Elle poursuit : "Je déteste la religion. Le Coran est une religion de haine, l'islam, c'est de la merde (...) je dis ce que je pense ! Je ne suis pas raciste, mais pas du tout. On ne peut pas être raciste d'une religion. Il y a des gens qui peuvent penser ça, mais vous êtes cons ! J'ai dit ce que j'en pensais, j'ai totalement le droit (...). Là il y a des gens qui vont encore s'exciter, j'en ai clairement rien à foutre (...). Votre religion, c'est de la merde, votre Dieu, je lui mets un doigt dans le trou du cul, merci, au revoir. Vous m'insultez et vous me menacez de mort, vous n'êtes bons qu'à ça."

Une enquête pour "menaces de mort" ouverte

La vidéo se propage rapidement sur plusieurs réseaux sociaux, dont Twitter. Et les réactions ne tardent pas. "Aussitôt, c'est un déchaînement de violence sur les réseaux sociaux, où la scène a été vue plus d'un million de fois", détaille France Bleu Isère. 

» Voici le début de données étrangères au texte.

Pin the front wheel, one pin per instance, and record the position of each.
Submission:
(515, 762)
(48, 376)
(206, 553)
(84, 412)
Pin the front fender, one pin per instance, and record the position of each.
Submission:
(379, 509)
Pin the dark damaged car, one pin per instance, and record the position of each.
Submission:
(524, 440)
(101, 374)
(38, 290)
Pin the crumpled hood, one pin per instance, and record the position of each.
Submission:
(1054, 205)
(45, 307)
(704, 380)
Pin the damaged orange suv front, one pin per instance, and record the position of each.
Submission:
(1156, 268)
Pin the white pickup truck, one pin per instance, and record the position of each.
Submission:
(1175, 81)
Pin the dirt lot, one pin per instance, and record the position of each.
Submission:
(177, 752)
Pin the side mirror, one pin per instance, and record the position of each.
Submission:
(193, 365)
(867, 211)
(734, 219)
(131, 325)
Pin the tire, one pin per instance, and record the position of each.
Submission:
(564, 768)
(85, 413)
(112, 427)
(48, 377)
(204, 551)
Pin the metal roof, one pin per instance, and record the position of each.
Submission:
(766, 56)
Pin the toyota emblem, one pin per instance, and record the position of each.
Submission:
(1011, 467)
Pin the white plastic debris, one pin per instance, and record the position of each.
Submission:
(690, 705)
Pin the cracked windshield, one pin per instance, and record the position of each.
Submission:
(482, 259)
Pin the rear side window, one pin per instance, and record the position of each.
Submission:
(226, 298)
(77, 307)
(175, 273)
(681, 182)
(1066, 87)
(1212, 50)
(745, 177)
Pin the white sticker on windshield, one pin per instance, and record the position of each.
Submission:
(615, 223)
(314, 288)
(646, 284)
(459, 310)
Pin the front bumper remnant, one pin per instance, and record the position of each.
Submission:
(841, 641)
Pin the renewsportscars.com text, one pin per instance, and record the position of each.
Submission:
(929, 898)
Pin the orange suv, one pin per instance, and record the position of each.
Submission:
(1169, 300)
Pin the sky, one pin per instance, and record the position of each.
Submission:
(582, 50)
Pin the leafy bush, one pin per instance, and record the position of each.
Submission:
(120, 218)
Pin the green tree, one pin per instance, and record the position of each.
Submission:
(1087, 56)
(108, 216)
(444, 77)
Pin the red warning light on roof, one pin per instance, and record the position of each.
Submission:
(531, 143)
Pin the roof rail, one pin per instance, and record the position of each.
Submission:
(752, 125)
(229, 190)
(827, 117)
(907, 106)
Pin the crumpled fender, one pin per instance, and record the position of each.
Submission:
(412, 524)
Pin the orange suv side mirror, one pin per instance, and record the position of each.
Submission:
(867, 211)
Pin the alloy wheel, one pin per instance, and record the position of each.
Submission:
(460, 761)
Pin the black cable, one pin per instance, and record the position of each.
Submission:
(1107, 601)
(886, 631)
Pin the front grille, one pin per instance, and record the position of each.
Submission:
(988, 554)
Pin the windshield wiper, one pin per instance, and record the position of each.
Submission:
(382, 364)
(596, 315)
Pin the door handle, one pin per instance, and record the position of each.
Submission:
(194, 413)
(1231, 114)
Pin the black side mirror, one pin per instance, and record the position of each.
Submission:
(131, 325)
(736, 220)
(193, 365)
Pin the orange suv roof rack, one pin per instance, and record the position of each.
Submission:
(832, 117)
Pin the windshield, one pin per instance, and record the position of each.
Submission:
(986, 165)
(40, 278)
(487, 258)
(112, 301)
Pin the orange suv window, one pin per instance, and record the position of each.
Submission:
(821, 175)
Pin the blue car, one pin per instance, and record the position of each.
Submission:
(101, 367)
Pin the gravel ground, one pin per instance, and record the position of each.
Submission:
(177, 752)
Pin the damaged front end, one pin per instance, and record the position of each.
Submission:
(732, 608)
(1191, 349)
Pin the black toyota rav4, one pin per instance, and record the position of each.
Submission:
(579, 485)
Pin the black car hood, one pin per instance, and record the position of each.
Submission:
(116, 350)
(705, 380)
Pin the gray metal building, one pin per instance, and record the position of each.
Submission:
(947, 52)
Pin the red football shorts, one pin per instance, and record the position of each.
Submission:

Certains internautes, qui l'ont reconnue, dévoilent son identité, son adresse, l'adresse de son lycée, situé dans le Nord Isère. "D'autres affirment qu'ils vont l'attendre à la sortie de son lycée pour lui faire la peau. Elle est menacée de viol.

France Bleu Isère

La jeune fille, qui a été rapidement retirée de son lycée de Villefontaine et mise à l'abri, porte plainte. Mercredi 22 janvier, le procureur de la République de Vienne, Jérôme Bourrier, ouvre une "enquête pour 'menaces de mort', confiée à la Section de recherches de la gendarmerie, compétente en matière de cybercriminalité", précise France Bleu Isère. Il s'agit d'"identifier et de poursuivre les auteurs des menaces graves et réitérées proférées à l'encontre d'une jeune fille mineure".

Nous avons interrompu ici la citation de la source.